Security – Mobile Payments provide an extra layer of security in regard to the traditional credit card. It is tougher for hackers to obtain personal credit card information from mobile wallets and apps since they typically utilize encryption and security codes. In addition, if a physical card is stolen or lost, it is easy to replicate or record the personal credit card information, whereas a smartphone typically has a password or touch ID in order to access secure information.
Rewards – When using mobile apps to make a purchase, such as the Starbucks app, there are typically options for rewards. Most rewards provide incentives, such as purchasing a new item on the menu to earn extra points, and then points are used for a free item or extra percentages off of the next purchase.

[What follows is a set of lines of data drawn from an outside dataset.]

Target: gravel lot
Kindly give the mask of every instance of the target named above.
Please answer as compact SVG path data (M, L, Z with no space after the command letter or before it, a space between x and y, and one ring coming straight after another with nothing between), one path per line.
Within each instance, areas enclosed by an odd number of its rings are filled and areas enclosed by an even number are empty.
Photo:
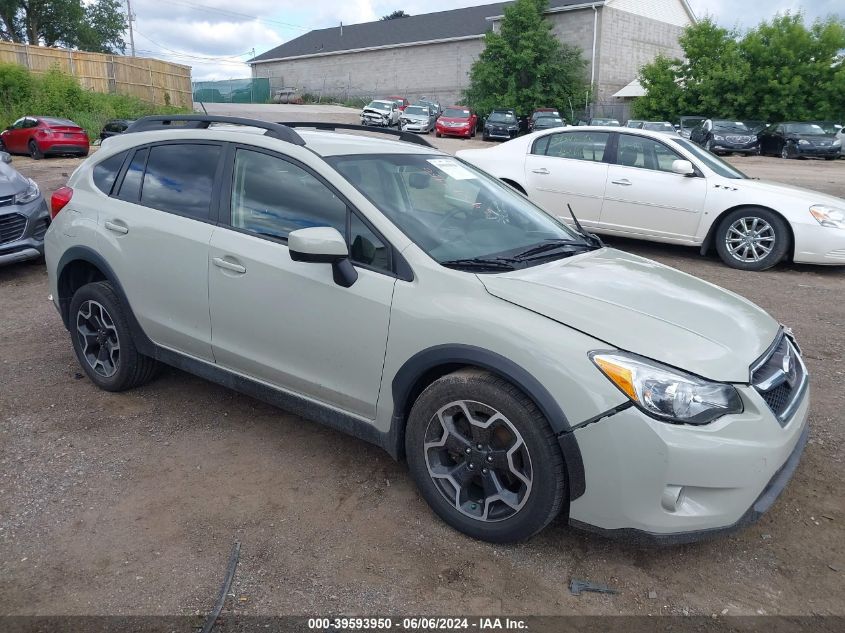
M355 122L343 109L238 114ZM845 197L845 161L731 160ZM78 164L14 159L46 193ZM671 549L562 522L518 546L470 540L363 442L176 370L132 392L97 390L47 301L43 265L20 264L0 268L0 615L205 613L235 540L227 608L244 614L845 615L845 270L745 273L693 249L612 242L795 329L813 374L812 436L757 525ZM571 596L573 576L620 593Z

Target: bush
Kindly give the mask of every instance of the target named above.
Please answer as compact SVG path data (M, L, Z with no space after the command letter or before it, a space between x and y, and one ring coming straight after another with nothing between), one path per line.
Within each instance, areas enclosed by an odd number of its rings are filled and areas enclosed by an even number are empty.
M23 66L0 63L0 128L28 114L54 116L74 121L94 139L110 119L181 112L188 110L154 106L127 95L85 90L75 77L58 68L36 75Z

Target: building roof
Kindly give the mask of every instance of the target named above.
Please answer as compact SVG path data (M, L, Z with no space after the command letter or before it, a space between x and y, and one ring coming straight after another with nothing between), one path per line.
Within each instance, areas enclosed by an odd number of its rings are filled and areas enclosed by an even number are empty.
M617 92L614 97L644 97L646 94L646 89L643 88L642 84L640 83L639 79L634 79L631 83L627 86L622 88L619 92Z
M482 37L493 28L488 19L500 16L511 2L497 2L479 7L424 13L395 20L378 20L363 24L317 29L285 42L249 60L261 63L304 55L341 53L345 51ZM550 0L549 9L566 9L602 5L603 0Z

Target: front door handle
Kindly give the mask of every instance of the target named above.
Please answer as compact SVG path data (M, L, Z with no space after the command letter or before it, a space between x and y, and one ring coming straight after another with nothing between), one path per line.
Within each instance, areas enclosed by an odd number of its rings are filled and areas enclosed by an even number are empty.
M246 272L246 268L244 266L236 264L235 262L230 262L229 260L223 259L222 257L215 257L211 261L214 262L214 265L218 268L223 268L224 270L231 270L233 273L243 275Z
M109 231L114 231L115 233L120 233L121 235L126 235L127 233L129 233L128 226L125 226L123 224L117 224L116 222L109 222L108 220L106 220L104 226Z
M631 181L627 178L623 178L622 180L612 180L611 181L614 185L621 185L623 187L630 187Z
M532 169L531 171L533 171L535 174L542 174L543 176L548 176L550 173L549 170L545 167L541 167L540 169Z

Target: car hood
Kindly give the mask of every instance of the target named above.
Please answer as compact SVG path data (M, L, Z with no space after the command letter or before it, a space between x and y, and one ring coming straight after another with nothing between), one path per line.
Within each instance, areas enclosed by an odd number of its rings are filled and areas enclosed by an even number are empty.
M747 383L780 329L739 295L610 248L479 278L495 297L710 380Z
M408 119L409 121L428 121L429 116L427 114L405 114L402 113L403 119Z
M390 112L386 110L376 110L375 108L364 108L363 114L377 114L378 116L390 116Z
M791 141L809 141L813 145L823 141L825 145L830 145L836 140L835 134L787 134L786 138Z
M725 181L723 181L725 182ZM845 200L831 196L826 193L819 193L812 189L804 189L803 187L794 187L792 185L785 185L780 182L773 182L771 180L727 180L731 187L736 187L740 191L753 191L774 196L772 200L781 200L789 198L791 201L800 201L806 203L807 209L814 204L827 204L840 209L845 208ZM800 210L800 209L799 209ZM807 211L809 213L809 211Z
M469 123L469 119L458 119L451 116L442 116L437 121L439 123Z
M13 196L29 186L29 181L6 163L0 163L0 196Z

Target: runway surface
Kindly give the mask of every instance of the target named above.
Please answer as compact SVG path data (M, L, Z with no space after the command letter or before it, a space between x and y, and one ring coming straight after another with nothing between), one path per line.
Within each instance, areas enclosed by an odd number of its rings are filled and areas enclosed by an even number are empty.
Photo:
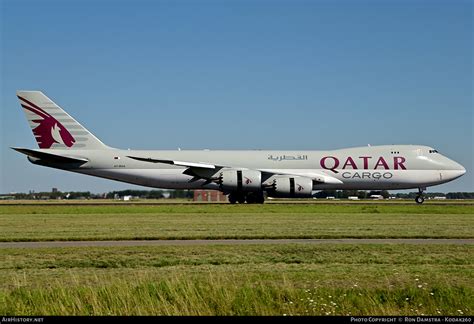
M248 239L248 240L146 240L146 241L45 241L0 242L0 248L127 247L166 245L248 244L474 244L474 239Z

According to research conducted by Reuters, in the year 2021, global mobile point-of-sale revenue is expected to reach nearly $50 billion (from just $6.6 billion in 2016). Due to the drastic increase in Mobile Payment usage, it is clear that the new way to pay is mobile. With the convenience and ease of holding your smartphone over the point-of-sale terminal to pay, it is clear to see why consumers are gravitating towards Mobile Payments instead of more traditional ways to make a payment.